Villar empowers smallholders thru SIPAG farm schools
With the advocacy to lift farmers and fisherfolks from poverty, Sen. Cynthia Villar established farm schools that offer free training opportunities on courses designed to improve agricultural productivity.
Two farm schools were set up through Villar Social Institute for Poverty Alleviation and Governance (Villar SIPAG) in Las Piñas City-Bacoor, Cavite and in San Jose del Monte, Bulacan.
Trainings and lectures comprise crop farming (vegetable farming, mushroom and sweet corn production), fisheries and aquaculture, farm business school (financial literacy and profitability, selling and marketing, farm tourist site accreditation and farm visits) and other farm trainings (honeybee keeping, green charcoal briquetting technology, bamboo propagation, plantation establishment and harvesting; forage management, orchid cultivation and cutflower production, organic farming and vermiculture composting).
The schools are using school desks made of recycled plastics, the same chairs that Villar donated to public schools all over the country.
Allied Botanical, Department of Environment and Natural Resources, University of the Philippines – Los Baños, Macondray Plastics, Bureau of Animal Industry, Department of Agriculture, Bureau of Fisheries and Aquatic Resources, East-West Seeds, Sygenta Philippines and the Philippine Horticultural Society will share their expertise and knowledge during the entire course of the program.
Approximately 2,500 students have already graduated from the farm schools of San Jose del Monte Bulacan and Las Piñas – Bacoor.
The Villar Sipag Farm School launched Sagip Bukas in October 2016 where drug surenderers from Las Piñas learn about farming during a 12 week community-based drug rehabilitation training program.
The courses are offered for free and students take home some free seeds and other implements which they are expected to utilize at home or in their respective areas where they can make agriculture a profitable investment.
Villar, who heads the Senate Committee on Agriculture and Food, believes that a key solution to ensure the country’s food security is to support small farmers.
According to the UN Food and Agriculture Organization, 80 percent of the food consumed globally comes from small farms.
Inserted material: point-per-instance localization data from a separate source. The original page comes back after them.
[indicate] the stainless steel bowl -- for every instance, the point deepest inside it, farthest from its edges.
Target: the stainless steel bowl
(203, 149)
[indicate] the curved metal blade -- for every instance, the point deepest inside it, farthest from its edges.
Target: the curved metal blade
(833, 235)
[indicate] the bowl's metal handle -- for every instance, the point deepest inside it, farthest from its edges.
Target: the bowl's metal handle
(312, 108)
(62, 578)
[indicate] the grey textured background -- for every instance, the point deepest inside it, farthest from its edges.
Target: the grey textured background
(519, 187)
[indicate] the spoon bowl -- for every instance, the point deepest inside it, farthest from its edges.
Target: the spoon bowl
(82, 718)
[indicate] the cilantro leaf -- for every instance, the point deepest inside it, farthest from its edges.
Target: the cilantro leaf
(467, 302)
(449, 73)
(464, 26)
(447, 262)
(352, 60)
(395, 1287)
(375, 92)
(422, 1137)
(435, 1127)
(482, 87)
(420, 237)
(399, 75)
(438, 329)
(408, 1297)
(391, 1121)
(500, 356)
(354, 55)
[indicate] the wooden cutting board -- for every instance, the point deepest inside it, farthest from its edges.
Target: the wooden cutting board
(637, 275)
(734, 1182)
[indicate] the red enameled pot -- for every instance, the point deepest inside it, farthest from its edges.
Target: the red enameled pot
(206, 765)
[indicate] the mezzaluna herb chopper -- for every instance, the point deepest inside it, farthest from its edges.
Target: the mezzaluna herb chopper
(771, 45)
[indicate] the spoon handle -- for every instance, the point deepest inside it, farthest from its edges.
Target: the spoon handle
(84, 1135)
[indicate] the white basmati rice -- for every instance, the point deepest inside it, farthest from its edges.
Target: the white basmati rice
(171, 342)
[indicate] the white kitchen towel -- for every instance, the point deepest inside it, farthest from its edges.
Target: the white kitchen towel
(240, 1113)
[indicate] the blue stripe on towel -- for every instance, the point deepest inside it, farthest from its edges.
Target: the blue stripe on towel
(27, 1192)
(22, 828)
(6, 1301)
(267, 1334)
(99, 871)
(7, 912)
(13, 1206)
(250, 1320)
Unfortunately farms are left in forlorn as the young generation would go to cities and other urban areas to find work because of the meager income.
Recent data showed farmers earn only P150 a day or P4,500 a month, way below the poverty threshold of P5,000 a month.
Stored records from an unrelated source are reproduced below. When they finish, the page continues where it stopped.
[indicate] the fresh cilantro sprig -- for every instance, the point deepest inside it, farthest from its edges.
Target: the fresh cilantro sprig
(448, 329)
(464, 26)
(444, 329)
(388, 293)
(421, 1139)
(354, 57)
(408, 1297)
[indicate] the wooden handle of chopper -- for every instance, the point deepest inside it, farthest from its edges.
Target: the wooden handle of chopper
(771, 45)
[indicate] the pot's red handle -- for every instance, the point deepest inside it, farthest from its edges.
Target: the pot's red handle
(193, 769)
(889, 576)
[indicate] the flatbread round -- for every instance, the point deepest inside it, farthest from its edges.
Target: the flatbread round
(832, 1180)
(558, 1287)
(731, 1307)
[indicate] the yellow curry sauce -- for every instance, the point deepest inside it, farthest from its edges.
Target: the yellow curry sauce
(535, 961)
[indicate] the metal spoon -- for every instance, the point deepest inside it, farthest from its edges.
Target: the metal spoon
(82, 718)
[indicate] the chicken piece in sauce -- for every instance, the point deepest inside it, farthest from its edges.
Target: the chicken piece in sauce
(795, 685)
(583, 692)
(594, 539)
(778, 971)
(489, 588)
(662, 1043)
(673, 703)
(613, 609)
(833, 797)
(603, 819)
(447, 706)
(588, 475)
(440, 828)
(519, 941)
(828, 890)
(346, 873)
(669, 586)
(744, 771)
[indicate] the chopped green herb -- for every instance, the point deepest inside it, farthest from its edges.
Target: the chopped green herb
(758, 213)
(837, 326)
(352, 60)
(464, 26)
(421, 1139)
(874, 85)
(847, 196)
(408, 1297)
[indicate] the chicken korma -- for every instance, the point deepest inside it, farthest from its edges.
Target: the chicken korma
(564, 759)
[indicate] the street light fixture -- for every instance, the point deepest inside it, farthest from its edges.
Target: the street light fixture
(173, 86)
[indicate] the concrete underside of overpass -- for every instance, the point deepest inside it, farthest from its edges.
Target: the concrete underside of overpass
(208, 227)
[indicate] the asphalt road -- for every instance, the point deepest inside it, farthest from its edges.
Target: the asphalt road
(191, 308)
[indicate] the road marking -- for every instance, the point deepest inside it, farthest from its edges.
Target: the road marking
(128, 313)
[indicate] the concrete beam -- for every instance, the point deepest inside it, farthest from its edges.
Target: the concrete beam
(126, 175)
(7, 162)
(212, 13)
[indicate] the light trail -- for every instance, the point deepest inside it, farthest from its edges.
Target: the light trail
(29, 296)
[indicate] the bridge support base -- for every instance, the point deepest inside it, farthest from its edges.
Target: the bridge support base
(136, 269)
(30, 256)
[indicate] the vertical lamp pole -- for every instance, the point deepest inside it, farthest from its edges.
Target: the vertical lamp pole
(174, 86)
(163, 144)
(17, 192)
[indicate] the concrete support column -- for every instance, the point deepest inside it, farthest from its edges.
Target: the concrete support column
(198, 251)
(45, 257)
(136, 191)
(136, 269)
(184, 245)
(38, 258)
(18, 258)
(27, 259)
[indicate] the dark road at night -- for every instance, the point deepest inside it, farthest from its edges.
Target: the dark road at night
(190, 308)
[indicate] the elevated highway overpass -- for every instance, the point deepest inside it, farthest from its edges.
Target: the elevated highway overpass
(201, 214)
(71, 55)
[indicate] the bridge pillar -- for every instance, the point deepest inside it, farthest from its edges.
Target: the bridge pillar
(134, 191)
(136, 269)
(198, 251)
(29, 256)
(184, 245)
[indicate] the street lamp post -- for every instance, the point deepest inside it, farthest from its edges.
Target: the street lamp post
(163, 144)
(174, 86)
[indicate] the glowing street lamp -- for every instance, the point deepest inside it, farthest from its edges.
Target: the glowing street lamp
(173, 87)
Villar underscored the need to give incentives to small farmers to catch up with 1.5 million people estimated to be involved in family farming in over 500 million small farms worldwide.
For this reason, Villar believes that there should be more farming schools or farm tourism camps all over the country as a venue for higher learning for many farmers.
Since the enactment of Republic Act 10816 or the Farm Tourism Development Act, the number of farmers, farm owners and farming communities that enjoy the benefits of converting their farms into tourist destinations has grown significantly.
Villar recently launched a directory of these farms to serve as reference guide to enthusiasts, interested trainees and tourists.
“It is our hope that the directory will be useful in spreading the word about the joys of farming and its potential to lift people out of poverty,” Villar said.
“Increasing the number of venues for agriculture-related training will also help remove the barriers that prevent Filipino farmers and fisherfolks to have more income and be more competitive, which are lack of technology, mechanization, financial literacy, and inability to access cheap credit,” she added.